I always said back in the good old 2 cam and Fast Flight days that archery "especially" tournament archery will do 1 of 2 things........
Either you will find a Good Bow Mechanic or...........
You will become one!!!!!!!!! 
The strings stretching is normal but even with todays new materials strings are NOT bullet proof, not nearly as bad as say back in the mid 1990's but the point remains.
If you like playing with bows maybe getting a press and some basic tools so you can do it your self would be worth thinking about!


----------



## HOG MANIAC (Apr 17, 2007)

Fuse strings seem to stretch by the minute.


----------



## SonnyThomas (Sep 10, 2006)

HOG MANIAC said:


> Fuse strings seem to stretch by the minute.



The above is a load of crap, so spread it somewhere else. I've had FUSE strings since before they were called FUSE and have never had problems with string stretch or peep rotation and this with 15,000 to 18,000 shots per year. 
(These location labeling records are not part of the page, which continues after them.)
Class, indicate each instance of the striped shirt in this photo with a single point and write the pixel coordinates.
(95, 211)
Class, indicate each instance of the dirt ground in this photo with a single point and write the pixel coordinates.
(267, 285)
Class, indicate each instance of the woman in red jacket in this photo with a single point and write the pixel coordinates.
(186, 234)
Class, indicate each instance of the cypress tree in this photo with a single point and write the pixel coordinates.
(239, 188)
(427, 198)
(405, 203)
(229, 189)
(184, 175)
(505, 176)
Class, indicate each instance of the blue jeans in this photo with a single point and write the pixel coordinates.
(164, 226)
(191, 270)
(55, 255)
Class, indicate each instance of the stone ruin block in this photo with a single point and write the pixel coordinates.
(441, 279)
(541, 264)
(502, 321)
50 arrows per day isn't all that much, alot yes, but string stretch usually goes so far and stops.


----------



## Spotshooter2 (Oct 23, 2003)

SonnyThomas said:


> The above is a load of crap, so spread it somewhere else. I've had FUSE strings since before they were called FUSE and have never had problems with string stretch or peep rotation and this with 15,000 to 18,000 shots per year.
> 
> 50 arrows per day isn't all that much, alot yes, but string stretch usually goes so far and stops.


Not always so Sonny, they can be kind of a crap shoot. Some are good ones , others not so good. The one that came with my 737 was a crap one, the one on my Matrix, well it is still on there so it was a good one.


----------